There are some whom we call our closest, and some with whom we love to spend time with, hang out with.

Basically a common word for all the above would be Friends.

A particular set of friends bother about our well being, and we know that whatever they say is for our good.

But have we realised that some people in those whom we meet once in a fortnight could be the one who know us as good as we know oursleves. Somewhere they do care for us.

We just don’t realise that, possible because we are too busy to realise the reality.

Its just some hints like say an SMS, not on your birthday and not even on New Year, but when they feel that you are just not safe.(Like some people messaging me during the Mumbai terrorist attacks)

I remember one of my friends saying this after classes, (when most of us were happy that we finally have a leave the next day)

“I don’t want holidays. I will not meet you people tomorrow.”

It had so much warmth and affection attahached to it.

Just because we are busy with people we enjoy being with, we stay in the dreamworld far away from reality.
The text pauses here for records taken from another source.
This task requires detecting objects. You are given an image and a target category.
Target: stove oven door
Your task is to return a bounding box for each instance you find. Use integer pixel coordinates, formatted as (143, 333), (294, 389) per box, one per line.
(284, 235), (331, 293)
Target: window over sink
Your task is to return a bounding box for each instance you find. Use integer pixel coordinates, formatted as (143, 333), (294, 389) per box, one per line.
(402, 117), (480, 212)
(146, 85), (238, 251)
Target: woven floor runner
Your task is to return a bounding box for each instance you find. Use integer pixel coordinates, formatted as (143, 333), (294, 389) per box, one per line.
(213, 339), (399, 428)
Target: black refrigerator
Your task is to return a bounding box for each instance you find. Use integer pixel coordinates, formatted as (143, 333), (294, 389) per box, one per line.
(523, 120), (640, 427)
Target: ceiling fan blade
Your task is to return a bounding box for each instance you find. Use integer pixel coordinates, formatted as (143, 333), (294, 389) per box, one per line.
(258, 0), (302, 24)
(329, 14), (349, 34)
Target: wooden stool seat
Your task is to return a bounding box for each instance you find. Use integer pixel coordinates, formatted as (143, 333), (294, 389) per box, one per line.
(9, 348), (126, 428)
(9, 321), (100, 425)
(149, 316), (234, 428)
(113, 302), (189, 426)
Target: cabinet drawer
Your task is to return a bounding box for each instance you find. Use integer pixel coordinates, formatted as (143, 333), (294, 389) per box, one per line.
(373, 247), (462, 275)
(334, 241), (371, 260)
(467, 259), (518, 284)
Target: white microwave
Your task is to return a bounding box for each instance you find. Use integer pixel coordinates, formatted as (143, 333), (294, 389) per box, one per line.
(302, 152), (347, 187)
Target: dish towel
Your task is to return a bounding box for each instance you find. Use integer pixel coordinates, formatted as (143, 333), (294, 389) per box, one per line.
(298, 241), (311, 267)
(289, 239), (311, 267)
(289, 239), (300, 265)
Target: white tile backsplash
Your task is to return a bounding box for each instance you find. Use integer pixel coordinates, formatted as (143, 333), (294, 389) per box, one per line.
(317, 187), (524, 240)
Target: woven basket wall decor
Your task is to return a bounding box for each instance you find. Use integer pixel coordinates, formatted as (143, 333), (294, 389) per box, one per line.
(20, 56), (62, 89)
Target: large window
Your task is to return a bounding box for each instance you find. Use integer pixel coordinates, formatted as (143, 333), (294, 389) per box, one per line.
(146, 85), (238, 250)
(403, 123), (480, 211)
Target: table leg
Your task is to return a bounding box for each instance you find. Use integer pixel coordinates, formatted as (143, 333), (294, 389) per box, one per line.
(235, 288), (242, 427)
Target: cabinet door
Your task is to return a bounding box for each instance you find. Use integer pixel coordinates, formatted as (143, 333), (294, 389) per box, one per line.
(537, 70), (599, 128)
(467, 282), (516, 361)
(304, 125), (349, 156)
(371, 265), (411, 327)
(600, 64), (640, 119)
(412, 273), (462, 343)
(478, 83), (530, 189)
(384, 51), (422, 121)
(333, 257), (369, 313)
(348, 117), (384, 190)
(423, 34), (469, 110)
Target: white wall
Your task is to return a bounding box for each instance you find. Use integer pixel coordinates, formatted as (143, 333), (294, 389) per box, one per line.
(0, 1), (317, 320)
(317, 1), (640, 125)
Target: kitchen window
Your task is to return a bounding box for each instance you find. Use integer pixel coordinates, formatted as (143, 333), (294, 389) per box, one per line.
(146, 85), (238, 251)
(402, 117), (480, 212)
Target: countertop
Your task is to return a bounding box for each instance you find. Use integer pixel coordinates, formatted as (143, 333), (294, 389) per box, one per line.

Only if we are lucky, we would catch hold of those sms’s or line’s that come directly from their heart.





A SMS thought…

24 12 2008

I just received a message today with these lines, so thought will share with you all

“We always look and care for the person whom we like most…But we fail to look back for those who like us the most.”

This actually forced me to debate myself. Its so true that you try to become friends with someone whom you think is someone of your type really fast, like similar interest. And at times someone trying to befriend you takes ages to convince you that they are your true friends.

But is it always true. To some extent, probably yes, but over the longer tenure a strict no, as personally I have never let down a hand of friendship raised to me but yes indeed I have set limits to them as in with their interference in my personal life.

Does this statement interpret just this, or has it god a broader view attached to it?